- Chairman: Paco Tovar Santos
- Founded: 1975 (underground) September 16, 1977 (legally)
- Dissolved: 2012
- Merged into: Communist Party of the People of Spain
- Newspaper: Comunista
- Ideology: Communism Marxism–Leninism Canarian nationalism Canarian independence

= Party of Communist Unification in the Canaries =

Political party in the Canary Islands

The Party of Communist Unification in the Canaries (Partido de Unificación Comunista en Canarias) was a communist party working for the political autonomy of the Canary Islands. PUCC appeared sometime in 1975, and held its first conference in 1978. PUCC originated from OPI a leftist split of the Communist Party of Spain. PUCC worked underground during caudillo Francisco Franco's Spanish State. The leader of PUCC was Paco Tovar Santos, and its internal bulletin was called Comunista ("Communist").

==History==
The party was founded in 1975 as a split of the Communist Party of Spain.

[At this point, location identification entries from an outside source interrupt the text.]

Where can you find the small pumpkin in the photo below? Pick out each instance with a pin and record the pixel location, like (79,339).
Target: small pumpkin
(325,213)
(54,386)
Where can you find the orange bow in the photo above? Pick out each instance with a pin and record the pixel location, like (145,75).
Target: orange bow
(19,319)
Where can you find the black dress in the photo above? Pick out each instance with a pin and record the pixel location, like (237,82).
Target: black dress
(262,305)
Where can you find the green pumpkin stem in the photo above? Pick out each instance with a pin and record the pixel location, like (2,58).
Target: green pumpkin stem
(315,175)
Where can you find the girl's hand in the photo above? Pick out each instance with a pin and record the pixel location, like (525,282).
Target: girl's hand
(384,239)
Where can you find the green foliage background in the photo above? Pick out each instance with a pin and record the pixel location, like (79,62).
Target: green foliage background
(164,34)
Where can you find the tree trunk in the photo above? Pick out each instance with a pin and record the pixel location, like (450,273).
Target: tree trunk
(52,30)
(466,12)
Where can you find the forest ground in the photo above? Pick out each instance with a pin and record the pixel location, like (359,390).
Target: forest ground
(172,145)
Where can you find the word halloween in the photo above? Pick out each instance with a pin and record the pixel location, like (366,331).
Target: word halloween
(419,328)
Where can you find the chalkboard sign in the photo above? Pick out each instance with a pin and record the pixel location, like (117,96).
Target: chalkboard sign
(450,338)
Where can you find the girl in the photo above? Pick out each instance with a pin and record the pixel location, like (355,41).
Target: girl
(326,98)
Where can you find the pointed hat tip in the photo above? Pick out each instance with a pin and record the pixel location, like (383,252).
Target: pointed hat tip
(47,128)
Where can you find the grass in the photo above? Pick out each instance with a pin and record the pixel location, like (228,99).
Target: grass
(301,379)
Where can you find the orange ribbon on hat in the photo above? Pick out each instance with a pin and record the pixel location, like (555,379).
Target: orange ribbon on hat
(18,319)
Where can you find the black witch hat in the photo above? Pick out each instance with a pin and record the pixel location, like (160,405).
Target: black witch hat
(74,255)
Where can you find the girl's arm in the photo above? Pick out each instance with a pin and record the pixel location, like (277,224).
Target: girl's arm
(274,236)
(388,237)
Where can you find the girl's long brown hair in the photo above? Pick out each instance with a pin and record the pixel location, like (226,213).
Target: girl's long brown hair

The same year a member of the party, Antonio González Ramos, was killed by the Francoist State Spanish police.

In the 1977 general elections PUCC supported Frente Democrático de Izquierdas. In the second congress of PUCC in 1980, it changed its name to Movimiento de Izquierda Revolucionaria del Archipiélago Canario-PUCC. In 2012, PUCC was integrated in Communist Party of the People of Spain.

==Bibliography==
- Partido de Unificación Comunista de Canarias, Canarias entre atlantismo y africanismo, Las Palmas de Gran Canaria : s.n., 1978 25 p. ; 23 cm I conferencia insular.